The trial judge held that the Trustee failed to give genuine consideration to the matter, in that it had failed to pursue sufficient inquiries into certain aspects of the claim. That is Trustee had failed to give genuine consideration to the question of whether the Claimant was unlikely ever to engage in gainful work.


The Claimant had relied on strong medical opinion in his favour to demonstrate that he was unlikely ever again to engage in gainful work. The trial judge considered in view of the strength of the medical opinion in favour of the Claimant, the Trustee ought to have made further inquiry into three matters. One was the circumstances of the Claimant’s last months with Telstra. The second related to the circumstances of his employment thereafter with Foxtel and Qantas. The third was a statement by the Claimant to the Chief Executive Officer of the Trustee that his employment with Qantas was “a real job”.


The trial judge remitted the matter to the Trustee for reconsideration.

The Court of Appeal

The Trustee appealed to the Court of Appeal.


The Court of Appeal held that for the Claimant to meet a requirement in the definition of TPI in the trust deed (that the Claimant be absent from active work for at least six months), the Trustee had to be satisfied that the Claimant had been absent from active work with Telstra for at least six months as at the date that the Claimant ceased to work for Telstra. Although there had been a six-month absence by the time the Trustee made its determination, the Court of Appeal did not see this as sufficient.

High Court decision

The Claimant applied to the High Court. In a unanimous decision, the High Court set aside the decision of the Court of Appeal and held that the TPI definition did not require the Claimant to be continuously absent from “all active work” for six months before leaving Telstra’s employment.


The absences from work after the claimant left Telstra’s employment enabled him to satisfy that part of the definition. The High Court stated that to conclude otherwise would mean a member was not able to cease work because of TPI unless they had already ceased to be an employee.

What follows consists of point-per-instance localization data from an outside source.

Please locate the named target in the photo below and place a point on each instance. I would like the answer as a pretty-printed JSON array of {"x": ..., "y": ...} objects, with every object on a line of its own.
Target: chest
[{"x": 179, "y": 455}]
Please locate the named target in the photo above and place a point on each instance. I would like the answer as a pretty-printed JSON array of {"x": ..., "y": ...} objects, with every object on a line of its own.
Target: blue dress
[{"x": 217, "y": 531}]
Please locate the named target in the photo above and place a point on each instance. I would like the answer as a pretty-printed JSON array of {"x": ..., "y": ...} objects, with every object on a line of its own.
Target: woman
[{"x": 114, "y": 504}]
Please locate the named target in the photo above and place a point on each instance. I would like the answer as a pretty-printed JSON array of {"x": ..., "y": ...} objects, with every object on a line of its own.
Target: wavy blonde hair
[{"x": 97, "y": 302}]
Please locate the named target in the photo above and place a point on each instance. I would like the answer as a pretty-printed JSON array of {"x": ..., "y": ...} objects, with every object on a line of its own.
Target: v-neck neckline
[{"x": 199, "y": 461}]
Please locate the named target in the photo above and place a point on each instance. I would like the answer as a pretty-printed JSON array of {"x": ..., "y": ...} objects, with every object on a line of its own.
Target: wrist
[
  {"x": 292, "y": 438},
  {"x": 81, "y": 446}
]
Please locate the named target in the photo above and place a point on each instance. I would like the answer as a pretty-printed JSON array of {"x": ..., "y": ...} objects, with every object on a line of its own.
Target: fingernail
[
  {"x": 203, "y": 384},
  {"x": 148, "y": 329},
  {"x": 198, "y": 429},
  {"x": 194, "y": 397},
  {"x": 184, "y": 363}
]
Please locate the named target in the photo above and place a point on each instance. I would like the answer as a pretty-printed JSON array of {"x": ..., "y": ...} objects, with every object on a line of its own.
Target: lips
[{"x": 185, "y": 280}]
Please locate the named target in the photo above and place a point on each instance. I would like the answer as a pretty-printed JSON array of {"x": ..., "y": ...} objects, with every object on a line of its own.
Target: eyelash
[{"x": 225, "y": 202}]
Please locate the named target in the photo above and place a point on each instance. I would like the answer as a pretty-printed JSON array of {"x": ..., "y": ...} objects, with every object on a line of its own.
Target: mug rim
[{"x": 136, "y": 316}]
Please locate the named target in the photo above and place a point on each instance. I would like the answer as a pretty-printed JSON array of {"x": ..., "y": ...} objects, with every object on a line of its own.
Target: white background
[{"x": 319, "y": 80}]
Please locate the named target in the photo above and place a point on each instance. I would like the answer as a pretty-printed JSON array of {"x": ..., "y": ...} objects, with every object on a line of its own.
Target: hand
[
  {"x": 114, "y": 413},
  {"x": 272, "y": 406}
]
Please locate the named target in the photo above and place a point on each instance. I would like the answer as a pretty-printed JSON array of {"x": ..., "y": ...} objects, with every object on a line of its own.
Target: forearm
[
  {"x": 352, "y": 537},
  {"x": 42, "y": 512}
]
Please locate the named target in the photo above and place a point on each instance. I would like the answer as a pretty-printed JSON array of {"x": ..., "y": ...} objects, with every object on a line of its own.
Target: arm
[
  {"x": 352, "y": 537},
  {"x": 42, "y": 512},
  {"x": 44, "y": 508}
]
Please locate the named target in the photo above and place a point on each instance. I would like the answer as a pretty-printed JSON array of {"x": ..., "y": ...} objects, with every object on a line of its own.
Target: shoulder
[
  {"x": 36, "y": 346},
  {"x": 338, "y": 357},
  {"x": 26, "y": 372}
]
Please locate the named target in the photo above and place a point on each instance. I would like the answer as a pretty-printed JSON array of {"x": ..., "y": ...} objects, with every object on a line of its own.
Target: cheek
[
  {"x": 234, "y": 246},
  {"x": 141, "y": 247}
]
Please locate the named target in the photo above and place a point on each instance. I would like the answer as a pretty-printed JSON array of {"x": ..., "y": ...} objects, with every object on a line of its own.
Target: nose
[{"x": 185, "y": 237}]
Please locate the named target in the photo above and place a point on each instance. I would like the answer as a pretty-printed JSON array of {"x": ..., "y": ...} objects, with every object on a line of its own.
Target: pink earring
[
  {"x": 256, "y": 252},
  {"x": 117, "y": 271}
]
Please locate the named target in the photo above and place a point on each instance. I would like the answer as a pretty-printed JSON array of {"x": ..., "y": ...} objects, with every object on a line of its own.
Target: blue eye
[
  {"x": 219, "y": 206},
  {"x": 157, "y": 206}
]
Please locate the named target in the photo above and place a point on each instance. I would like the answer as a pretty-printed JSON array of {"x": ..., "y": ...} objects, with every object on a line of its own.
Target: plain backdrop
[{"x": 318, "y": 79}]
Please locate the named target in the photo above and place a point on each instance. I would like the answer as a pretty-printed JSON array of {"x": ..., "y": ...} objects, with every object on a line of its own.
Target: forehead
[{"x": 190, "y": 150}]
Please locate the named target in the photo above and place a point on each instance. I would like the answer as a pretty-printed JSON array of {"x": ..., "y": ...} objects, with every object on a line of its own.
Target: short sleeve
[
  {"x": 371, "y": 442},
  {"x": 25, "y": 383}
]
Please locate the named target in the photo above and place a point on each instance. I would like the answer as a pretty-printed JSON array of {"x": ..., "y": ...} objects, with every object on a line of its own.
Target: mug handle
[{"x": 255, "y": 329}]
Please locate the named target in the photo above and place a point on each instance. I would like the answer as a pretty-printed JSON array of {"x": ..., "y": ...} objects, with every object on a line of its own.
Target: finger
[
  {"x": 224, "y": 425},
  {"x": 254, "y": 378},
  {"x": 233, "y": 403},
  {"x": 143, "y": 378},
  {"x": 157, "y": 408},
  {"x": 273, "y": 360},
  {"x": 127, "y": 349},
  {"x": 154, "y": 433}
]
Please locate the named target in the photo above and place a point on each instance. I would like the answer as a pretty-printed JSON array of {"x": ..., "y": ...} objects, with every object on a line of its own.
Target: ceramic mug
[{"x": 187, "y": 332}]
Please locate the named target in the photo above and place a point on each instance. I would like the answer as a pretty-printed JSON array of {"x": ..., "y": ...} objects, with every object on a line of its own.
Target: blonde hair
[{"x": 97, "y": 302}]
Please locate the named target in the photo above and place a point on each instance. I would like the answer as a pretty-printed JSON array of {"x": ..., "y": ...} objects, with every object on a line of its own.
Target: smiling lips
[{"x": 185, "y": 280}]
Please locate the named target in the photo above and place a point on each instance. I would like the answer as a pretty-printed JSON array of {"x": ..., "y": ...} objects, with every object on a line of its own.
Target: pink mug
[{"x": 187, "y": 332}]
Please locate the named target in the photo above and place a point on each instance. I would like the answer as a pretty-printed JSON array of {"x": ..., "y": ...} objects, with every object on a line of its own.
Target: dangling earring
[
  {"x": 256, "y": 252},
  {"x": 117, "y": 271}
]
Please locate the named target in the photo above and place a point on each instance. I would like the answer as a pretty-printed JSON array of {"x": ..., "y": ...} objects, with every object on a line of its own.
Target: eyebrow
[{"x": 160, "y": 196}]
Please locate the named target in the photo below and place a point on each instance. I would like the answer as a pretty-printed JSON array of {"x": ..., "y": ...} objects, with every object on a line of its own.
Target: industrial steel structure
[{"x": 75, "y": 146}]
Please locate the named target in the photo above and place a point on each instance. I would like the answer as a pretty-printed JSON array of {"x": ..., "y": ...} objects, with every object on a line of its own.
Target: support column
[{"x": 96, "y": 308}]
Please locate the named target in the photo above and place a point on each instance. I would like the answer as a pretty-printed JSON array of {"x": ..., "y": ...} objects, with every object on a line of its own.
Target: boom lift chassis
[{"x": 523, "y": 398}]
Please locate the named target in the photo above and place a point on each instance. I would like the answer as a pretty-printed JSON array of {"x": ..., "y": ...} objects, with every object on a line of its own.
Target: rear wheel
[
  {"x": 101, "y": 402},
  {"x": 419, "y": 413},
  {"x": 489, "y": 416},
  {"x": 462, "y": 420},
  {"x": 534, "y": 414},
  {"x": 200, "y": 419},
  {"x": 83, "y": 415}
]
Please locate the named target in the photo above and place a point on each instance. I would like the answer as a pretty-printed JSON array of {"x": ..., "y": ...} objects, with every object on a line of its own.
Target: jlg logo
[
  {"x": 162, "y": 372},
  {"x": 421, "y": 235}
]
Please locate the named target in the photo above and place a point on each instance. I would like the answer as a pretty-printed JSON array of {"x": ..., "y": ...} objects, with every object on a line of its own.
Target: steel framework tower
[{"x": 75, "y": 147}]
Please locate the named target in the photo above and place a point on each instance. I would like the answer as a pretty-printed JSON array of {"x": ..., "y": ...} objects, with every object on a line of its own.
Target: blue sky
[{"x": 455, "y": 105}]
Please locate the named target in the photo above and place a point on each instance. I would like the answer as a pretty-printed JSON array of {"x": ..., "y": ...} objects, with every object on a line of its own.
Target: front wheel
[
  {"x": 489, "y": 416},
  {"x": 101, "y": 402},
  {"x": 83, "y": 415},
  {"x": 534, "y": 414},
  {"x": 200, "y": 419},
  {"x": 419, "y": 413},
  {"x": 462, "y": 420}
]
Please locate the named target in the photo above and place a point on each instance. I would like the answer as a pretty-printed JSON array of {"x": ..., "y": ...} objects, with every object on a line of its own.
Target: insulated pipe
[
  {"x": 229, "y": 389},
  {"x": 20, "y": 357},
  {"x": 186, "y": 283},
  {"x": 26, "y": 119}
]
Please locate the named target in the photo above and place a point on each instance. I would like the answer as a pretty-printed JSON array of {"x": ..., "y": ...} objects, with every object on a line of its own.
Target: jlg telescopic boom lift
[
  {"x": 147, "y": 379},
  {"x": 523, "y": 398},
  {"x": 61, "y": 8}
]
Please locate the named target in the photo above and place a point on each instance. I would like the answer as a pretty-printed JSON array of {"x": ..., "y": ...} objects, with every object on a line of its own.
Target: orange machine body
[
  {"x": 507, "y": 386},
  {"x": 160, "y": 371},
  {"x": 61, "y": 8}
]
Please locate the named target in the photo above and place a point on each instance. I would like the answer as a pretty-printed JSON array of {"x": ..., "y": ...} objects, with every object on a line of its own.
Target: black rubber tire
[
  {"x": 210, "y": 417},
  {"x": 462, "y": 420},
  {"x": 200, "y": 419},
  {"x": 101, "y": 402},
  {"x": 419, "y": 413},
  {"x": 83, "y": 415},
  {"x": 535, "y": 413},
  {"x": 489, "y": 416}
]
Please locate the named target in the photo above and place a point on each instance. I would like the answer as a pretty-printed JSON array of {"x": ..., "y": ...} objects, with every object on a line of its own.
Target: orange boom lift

The High Court also indicated that to require the absence from active work for six months to take place before the member ceased to be an employee was to read words into the clause unnecessarily.


As to the determination of whether the Claimant was unlikely ever to engage in any gainful work for which he was for the time being reasonably qualified by education, training or experience, the High Court held that the trustee’s decision did not involve the exercise of a discretion, but was a factual determination.


In forming those opinions by the Trustee, there were factors to be examined and judgements to be made, but it was not a matter of discretionary power, just “an ingredient in the performance of the trust duty“.


The case highlights that determinations as to whether a member is TPI are questions of fact, not discretionary.


Where a superannuation fund trustee is required to form an opinion as part of the exercise of a trust duty, various obligations will apply to the trustee in forming that opinion. For example, the trustee must act impartially and give proper consideration to all relevant matters.